The individual was emphasised when describing perceptions of change phases by seven of the respondents, for example: “yeah I don’t think you can talk about a phase the team is in, I think you can talk about the phase the individual is in…”(Interview 12, “Lydia”). To lead teams through phases of change is emphasised in the literature (Wheelan, 2005), however, as

many of the respondents chose to pinpoint the individual although answering questions regarding their teams. This reveals a remarkable contradiction in theory and practise, whereas findings suggest adapting change toward the individual, whereas the literature treats the whole team as a solid unit, whereas these perspectives clash.

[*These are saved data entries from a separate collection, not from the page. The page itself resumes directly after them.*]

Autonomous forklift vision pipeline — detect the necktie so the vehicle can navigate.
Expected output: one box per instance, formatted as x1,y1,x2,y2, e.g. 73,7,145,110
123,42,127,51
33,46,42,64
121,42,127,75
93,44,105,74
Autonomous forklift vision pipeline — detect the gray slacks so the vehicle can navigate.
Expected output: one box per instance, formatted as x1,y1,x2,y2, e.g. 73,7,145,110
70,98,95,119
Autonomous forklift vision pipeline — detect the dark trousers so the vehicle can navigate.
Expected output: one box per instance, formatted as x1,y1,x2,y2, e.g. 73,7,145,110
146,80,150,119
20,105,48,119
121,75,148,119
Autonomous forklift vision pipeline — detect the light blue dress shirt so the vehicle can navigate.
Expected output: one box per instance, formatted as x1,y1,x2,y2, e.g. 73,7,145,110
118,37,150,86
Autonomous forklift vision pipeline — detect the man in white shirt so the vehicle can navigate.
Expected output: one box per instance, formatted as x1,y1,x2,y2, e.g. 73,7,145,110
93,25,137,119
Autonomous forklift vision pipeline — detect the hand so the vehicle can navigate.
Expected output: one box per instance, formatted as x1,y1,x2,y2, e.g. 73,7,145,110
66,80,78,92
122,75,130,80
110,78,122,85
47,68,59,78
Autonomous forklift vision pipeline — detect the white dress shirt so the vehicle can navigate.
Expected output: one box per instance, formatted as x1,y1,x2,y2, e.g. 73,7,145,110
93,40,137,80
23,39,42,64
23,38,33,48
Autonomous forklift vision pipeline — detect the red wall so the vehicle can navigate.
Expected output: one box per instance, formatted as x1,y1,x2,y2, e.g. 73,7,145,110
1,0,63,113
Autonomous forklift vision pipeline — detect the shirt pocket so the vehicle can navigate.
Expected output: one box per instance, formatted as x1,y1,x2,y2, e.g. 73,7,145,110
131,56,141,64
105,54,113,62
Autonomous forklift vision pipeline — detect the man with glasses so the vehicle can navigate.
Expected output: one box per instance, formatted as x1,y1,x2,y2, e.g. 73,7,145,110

There is emotional aspects to consider when leading teams through change (Burke, 1992), and this change was described as something rather complex: “…for myself it is tough in an emotional way because you have to absorb all the feelings, so ehm, in my own, person, I’ve sensed that maybe a little, lower on energy than I’m used to. Because you know you have to adapt so much and you have to absorb so many questions, and feelings and emotions, and not just mirroring the emotions back in the organization but take it out.”...“Then it’s a very vital process running, in the middle of the storm in the ocean. And that can emotional be a hard one to be in.” (Interview 12 “Lydia”). The emotional aspects amongst employees are something that throughout literature is described for leaders to handle (Lorenzi & Riley, 2000; Kotter & Shledinger, 2008). The leader's own emotional journey (Petriglieri & Petriglieri, 2015), behind the somewhat heroic descriptions of middle managers (Alvesson &

Sveningsson, 2010; Knights & McCabe, 2000), is less considered in current change literature. The findings reveals that it can be very emotional being a middle manager in change

processes. Findings reveal that the heroic picture of the leading manager perhaps should be re-evaluated and change focus toward all individuals throughout the organisation.